I have no idea. I decided that if I was going to do a movie, I’d just do my own just for more of a therapy, relaxation type thing. And it was therapeutic. Because we funded it ourselves, I didn’t have to listen to anyone. Because I was a painter as a child, it was like a painting for me. It was like working in my garage, painting away.

Check out the movie’s website.

My take: that’s a great concept! And kudos to Mark and Carolyn for putting up their own money. If the movie is anything like the trailer it could be good! I’m slightly spooked by the running time, though.

How to compete with Hollywood

In a Film Courage interview, indie filmmaker Geoff Ryan claims, “Your movie will never compete with Hollywood.

Given that, what should we do?

“I wanted to create something that people would walk away from thinking I’ve never seen anything like that before.
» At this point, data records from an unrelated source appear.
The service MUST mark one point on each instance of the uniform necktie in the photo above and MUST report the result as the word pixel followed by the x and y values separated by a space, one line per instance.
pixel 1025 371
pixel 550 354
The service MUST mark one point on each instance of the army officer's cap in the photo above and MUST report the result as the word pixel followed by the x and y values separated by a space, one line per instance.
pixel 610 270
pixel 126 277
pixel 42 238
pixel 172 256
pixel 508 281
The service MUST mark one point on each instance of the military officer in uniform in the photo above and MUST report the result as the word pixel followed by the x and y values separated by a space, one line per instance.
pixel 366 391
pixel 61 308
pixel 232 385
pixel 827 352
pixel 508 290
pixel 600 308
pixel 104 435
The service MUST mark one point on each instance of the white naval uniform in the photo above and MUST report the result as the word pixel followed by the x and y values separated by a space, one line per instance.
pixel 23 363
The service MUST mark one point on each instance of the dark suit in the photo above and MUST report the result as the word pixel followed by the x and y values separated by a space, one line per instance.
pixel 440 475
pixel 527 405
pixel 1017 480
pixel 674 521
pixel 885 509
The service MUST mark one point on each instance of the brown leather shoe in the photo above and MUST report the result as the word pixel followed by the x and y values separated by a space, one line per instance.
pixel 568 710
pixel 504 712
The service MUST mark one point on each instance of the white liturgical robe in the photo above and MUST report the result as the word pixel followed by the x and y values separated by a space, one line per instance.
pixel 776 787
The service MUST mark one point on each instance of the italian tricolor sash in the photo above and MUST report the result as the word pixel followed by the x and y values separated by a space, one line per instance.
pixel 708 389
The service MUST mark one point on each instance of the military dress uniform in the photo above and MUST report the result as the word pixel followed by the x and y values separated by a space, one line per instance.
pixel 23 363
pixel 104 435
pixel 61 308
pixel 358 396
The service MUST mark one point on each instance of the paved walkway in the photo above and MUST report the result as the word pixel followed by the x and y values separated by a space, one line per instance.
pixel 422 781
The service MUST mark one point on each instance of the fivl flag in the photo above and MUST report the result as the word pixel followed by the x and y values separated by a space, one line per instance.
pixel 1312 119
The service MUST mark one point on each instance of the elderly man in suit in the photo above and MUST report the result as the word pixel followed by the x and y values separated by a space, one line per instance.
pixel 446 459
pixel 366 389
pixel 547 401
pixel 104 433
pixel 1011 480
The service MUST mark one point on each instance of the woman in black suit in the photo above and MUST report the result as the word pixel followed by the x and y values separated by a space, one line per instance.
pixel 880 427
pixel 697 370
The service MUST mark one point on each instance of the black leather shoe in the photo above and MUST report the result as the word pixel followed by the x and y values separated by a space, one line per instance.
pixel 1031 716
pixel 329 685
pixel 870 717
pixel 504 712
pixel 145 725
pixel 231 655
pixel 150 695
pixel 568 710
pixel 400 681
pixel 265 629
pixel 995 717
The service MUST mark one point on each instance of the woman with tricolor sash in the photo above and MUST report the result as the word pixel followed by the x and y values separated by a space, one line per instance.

A small indie like this can’t compete with Hollywood for spectacle and star power, but we can try to make much more interesting films at least. Make something that when people walk away from it they don’t just forget about it. I want to say it was Kubrick but some director I remember reading years ago said I don’t care if they love it or hate it, I want them to remember it.

Looks like he’s done that with his latest feature; see the trailer below.

My take: this is great advice! Lacking millions of dollars, we must have something else to beat Hollywood at its own game. That something is: story, attitude and ingenuity.